In such a fresco, one cannot miss the art of patronage, which cannot and must not disappear from the news. For art, like wine, advances civilization. And so, Tuscany, has always been the destination of choice for those who, as outsiders, wanted to invest in the territory, by way of art. From Michelangelo’s time to the present day, for a Tuscany that in the midst of a thousand difficulties tries to see into the present, into works of art. From the Castello di Ama to the Pecci Museum in Prato, from galleries to festivals featuring artists from all over the world. And finally the wineries, from producers who see in the goblet the value of a vision rather than a technical product, with the heart in the vineyard and the surrounding environment.

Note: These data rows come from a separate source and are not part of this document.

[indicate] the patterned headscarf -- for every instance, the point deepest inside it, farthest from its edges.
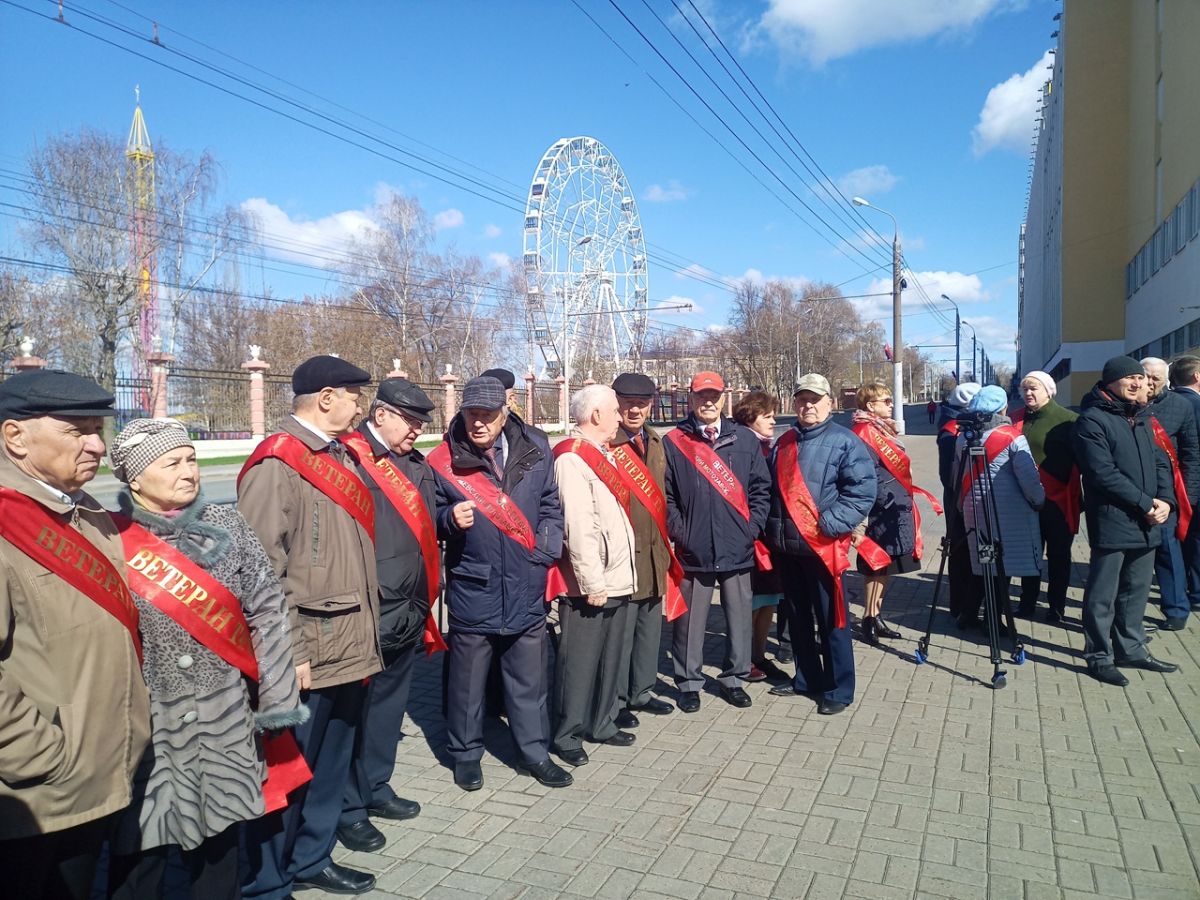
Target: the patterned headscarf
(142, 442)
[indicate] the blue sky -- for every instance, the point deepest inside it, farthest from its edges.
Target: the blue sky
(924, 106)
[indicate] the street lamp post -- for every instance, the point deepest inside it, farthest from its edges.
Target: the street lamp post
(897, 345)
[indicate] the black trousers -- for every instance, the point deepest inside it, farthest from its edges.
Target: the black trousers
(375, 748)
(523, 675)
(211, 870)
(1056, 538)
(59, 865)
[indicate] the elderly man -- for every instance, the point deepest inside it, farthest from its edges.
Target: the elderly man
(637, 450)
(823, 487)
(1127, 497)
(598, 567)
(75, 715)
(316, 517)
(1174, 427)
(1048, 427)
(718, 496)
(407, 562)
(499, 514)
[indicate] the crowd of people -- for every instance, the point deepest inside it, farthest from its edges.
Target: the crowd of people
(222, 688)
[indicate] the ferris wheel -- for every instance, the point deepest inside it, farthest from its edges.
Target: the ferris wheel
(585, 262)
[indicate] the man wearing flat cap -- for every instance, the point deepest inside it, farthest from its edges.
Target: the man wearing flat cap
(316, 517)
(405, 495)
(718, 492)
(1127, 498)
(499, 515)
(75, 714)
(637, 449)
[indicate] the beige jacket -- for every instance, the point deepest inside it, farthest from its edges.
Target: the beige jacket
(598, 539)
(324, 559)
(75, 714)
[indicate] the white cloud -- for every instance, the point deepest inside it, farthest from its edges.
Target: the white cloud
(672, 193)
(819, 30)
(1006, 120)
(300, 239)
(448, 219)
(867, 181)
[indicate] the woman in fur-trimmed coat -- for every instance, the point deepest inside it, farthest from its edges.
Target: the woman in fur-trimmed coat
(203, 773)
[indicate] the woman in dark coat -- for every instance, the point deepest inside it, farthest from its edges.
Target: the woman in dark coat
(203, 773)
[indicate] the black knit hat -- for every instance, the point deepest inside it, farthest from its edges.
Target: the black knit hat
(1120, 367)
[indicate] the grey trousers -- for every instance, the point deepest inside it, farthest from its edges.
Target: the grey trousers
(588, 670)
(1114, 605)
(688, 639)
(640, 658)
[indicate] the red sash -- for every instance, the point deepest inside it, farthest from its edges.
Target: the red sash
(834, 552)
(407, 501)
(996, 443)
(497, 508)
(627, 479)
(191, 597)
(1067, 496)
(1163, 439)
(321, 471)
(899, 466)
(57, 546)
(208, 611)
(701, 454)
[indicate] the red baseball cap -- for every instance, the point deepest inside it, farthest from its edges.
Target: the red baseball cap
(707, 382)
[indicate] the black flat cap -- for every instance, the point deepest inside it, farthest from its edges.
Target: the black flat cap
(503, 376)
(407, 397)
(484, 393)
(319, 372)
(634, 384)
(52, 391)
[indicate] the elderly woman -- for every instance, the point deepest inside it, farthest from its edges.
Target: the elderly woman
(217, 660)
(1013, 491)
(891, 523)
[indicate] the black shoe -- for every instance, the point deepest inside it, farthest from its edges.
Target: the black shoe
(361, 835)
(883, 630)
(736, 697)
(573, 757)
(1150, 664)
(468, 775)
(654, 707)
(551, 774)
(337, 880)
(618, 738)
(1109, 675)
(397, 809)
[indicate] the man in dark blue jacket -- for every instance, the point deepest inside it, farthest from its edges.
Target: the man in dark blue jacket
(839, 473)
(499, 515)
(718, 491)
(1186, 383)
(1127, 498)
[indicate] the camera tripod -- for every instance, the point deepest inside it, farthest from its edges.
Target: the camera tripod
(989, 550)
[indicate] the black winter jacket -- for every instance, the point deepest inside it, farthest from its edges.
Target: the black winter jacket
(403, 600)
(840, 475)
(493, 585)
(1123, 472)
(709, 535)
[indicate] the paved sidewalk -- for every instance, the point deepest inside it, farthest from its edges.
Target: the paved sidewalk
(930, 785)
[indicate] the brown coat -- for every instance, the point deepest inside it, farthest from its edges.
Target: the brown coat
(325, 561)
(75, 714)
(651, 556)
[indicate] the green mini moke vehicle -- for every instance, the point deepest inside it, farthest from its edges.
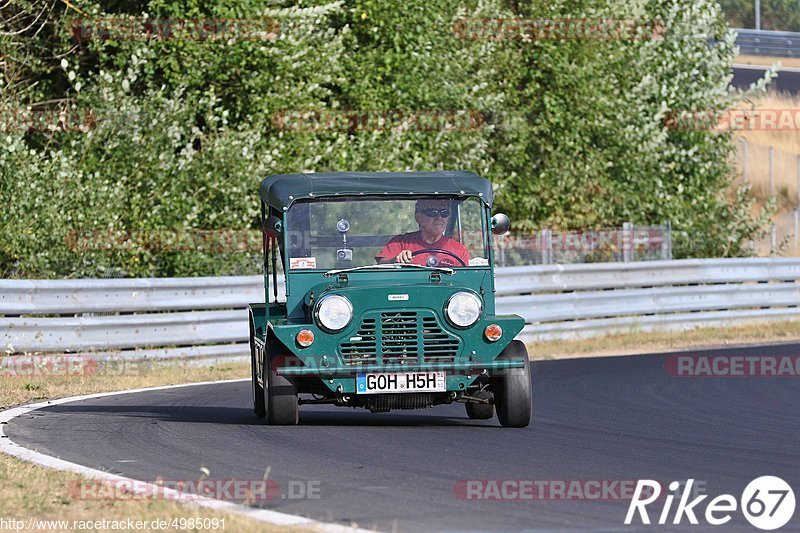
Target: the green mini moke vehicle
(385, 299)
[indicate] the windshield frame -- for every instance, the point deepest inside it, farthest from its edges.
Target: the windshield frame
(287, 232)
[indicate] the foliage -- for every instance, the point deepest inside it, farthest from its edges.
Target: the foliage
(182, 130)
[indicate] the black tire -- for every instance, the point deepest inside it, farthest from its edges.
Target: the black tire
(280, 395)
(259, 407)
(480, 411)
(513, 397)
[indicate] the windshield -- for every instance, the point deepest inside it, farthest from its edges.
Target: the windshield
(340, 233)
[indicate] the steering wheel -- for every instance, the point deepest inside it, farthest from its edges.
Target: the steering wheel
(439, 251)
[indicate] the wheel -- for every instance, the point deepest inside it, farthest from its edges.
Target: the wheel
(259, 407)
(513, 397)
(480, 411)
(280, 395)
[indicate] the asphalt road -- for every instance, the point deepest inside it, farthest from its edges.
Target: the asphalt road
(622, 418)
(786, 81)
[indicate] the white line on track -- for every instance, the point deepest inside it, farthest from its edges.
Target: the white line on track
(261, 515)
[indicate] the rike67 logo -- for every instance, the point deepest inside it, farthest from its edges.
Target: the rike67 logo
(767, 503)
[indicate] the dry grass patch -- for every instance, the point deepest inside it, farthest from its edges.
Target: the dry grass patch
(641, 343)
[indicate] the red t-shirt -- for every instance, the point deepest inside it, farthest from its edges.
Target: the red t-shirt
(414, 242)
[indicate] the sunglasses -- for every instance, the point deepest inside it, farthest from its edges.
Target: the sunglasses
(431, 212)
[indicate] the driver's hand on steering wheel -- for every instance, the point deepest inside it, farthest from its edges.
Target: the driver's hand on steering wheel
(403, 257)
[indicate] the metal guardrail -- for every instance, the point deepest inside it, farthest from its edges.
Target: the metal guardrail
(768, 43)
(164, 318)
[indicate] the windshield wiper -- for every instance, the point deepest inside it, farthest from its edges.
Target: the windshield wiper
(388, 266)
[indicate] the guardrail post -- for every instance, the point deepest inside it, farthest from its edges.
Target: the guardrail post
(773, 239)
(798, 180)
(666, 241)
(771, 172)
(547, 246)
(627, 242)
(744, 161)
(758, 14)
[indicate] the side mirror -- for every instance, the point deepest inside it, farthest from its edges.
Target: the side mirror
(500, 223)
(273, 226)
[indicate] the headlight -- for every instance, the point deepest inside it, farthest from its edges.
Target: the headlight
(463, 309)
(334, 312)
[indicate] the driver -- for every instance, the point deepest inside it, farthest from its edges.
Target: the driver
(432, 217)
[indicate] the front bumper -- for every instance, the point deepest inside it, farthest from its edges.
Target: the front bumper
(351, 370)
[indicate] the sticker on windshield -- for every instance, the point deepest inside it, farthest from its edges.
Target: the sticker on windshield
(297, 263)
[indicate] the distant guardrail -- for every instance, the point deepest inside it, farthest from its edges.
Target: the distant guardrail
(768, 43)
(177, 317)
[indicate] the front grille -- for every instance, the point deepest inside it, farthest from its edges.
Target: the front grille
(402, 336)
(399, 337)
(438, 345)
(361, 348)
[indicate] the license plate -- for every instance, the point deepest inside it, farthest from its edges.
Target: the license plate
(379, 382)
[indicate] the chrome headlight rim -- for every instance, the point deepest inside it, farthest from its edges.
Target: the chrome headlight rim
(477, 316)
(318, 307)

Producers like the Femfert Canali family, which in Chianti Classico invests and cares for the vineyards, producing wines of superlative quality under the Nittardi label. And when a reality turns 40 years old, it means that the value of its wine and business model is concrete and of virtue for the whole territory. Consequently, where there is harmony, art can flourish, which in Nittardi is a constant, and it is so in its labels that go beyond the label, in which art has been written and imprinted since 1981, and is still alive, by great and important names, capable of leaving a free and inspiring trace for every human being. The labels signed Pierre Alechinsky, Corneille, Dario Fo, Karl Otto Götz, Günter Grass, Friedensreich Hundertwasser, Mimmo Paladino, Fabrizio Plessi and Mikis Theodorakis or Yoko Ono, in whose case the absence of graphic sign reigns in favor of a simple “Imagine”-style poem, do not go unnoticed.

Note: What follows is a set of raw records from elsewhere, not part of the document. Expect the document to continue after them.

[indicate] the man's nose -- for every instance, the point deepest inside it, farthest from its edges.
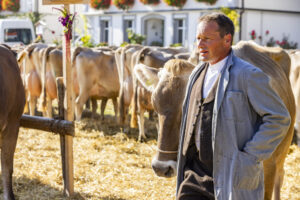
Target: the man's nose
(200, 43)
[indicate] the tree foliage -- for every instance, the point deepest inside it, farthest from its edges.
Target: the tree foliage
(11, 5)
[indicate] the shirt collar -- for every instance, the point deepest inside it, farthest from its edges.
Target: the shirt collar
(217, 67)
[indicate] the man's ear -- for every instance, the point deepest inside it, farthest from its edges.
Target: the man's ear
(228, 39)
(147, 76)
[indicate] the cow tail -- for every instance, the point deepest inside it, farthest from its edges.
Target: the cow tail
(46, 52)
(121, 102)
(141, 55)
(75, 54)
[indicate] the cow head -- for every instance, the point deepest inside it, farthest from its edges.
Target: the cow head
(168, 89)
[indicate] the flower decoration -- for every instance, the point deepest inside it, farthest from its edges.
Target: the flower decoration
(11, 5)
(66, 20)
(100, 4)
(176, 3)
(211, 2)
(123, 4)
(152, 2)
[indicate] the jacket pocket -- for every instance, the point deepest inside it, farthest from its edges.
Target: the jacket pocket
(234, 106)
(247, 173)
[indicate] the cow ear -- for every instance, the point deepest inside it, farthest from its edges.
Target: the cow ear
(147, 76)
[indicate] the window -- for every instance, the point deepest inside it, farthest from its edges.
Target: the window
(179, 31)
(18, 35)
(128, 25)
(104, 31)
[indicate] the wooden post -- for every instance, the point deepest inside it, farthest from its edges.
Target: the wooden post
(69, 114)
(61, 115)
(67, 140)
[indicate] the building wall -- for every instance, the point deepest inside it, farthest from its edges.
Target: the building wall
(287, 5)
(258, 18)
(278, 25)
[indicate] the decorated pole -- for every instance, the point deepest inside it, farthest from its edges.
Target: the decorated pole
(67, 140)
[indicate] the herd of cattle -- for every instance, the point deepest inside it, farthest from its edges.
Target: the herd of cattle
(137, 77)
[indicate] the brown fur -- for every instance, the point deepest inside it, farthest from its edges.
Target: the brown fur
(12, 103)
(260, 57)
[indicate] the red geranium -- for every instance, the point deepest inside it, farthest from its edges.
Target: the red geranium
(153, 2)
(253, 35)
(123, 4)
(11, 5)
(176, 3)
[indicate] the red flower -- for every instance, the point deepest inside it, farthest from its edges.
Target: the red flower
(267, 32)
(11, 5)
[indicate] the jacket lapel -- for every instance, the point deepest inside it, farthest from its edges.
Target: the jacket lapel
(222, 86)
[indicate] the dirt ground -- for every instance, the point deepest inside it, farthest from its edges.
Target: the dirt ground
(108, 165)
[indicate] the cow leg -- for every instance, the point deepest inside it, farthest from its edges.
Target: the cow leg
(269, 177)
(9, 140)
(103, 105)
(94, 107)
(80, 100)
(151, 113)
(141, 122)
(32, 104)
(115, 107)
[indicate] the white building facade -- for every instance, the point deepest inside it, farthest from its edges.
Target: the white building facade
(165, 25)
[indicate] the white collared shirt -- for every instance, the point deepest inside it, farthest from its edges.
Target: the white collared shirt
(212, 75)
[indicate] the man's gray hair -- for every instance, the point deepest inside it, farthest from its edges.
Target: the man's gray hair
(225, 24)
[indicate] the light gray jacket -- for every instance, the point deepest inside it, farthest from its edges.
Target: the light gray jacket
(249, 121)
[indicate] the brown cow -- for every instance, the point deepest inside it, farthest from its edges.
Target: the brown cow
(97, 76)
(30, 60)
(12, 101)
(295, 82)
(51, 69)
(168, 97)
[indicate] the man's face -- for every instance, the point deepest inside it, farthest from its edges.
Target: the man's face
(212, 48)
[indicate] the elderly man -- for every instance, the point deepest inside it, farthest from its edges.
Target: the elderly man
(232, 121)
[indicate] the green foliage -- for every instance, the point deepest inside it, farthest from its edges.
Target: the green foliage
(34, 17)
(233, 15)
(102, 44)
(135, 38)
(156, 43)
(176, 3)
(124, 44)
(57, 42)
(86, 41)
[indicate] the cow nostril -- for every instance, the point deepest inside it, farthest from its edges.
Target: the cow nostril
(169, 172)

Breathtaking are the forty labels hanging on the walls of Palazzo Coveri, on Lungarno Guicciardini, on display in the gallery run by Beatrice Cifuentes Sarmiento, where art is made contemporary, in the sense that the artists exhibiting are still, almost all of them, alive. So for the 40th anniversary of the Vigna Doghessa, the Nittardi International Prize is staged in Florence today: a case of 6 bottles of Chianti Classico Vigna Doghessa 2020, dressed with 6 different labels and wrapped in 6 different silk paper - intended for passionate collectors of Nittardi wine - signed by the winning artists of the Nittardi International Prize - Olle Borg, Fausto Maria Franchi, Andreas Floudas-Zygouras, Chiara Mazzotti, Ulrike Seyboth and Pengpeng Wang -, and a magnum “dressed” by Roberto Maria Lino, who received the Honor Prize. The label, in this case, at the hands of a family that brings to the world of wine a brushstroke of the art world, goes beyond all labels and stereotypes, marketing reasoning and frontier opportunism, translates into a free and strong communication flywheel, able to bring, through the bottle a vibration before a simple graphic sign, a life of an artist more than a portfolio, the wine in this case, in addition to the quality symbol of Made in Italy, carries the strength of a message that does not look to today but to the future.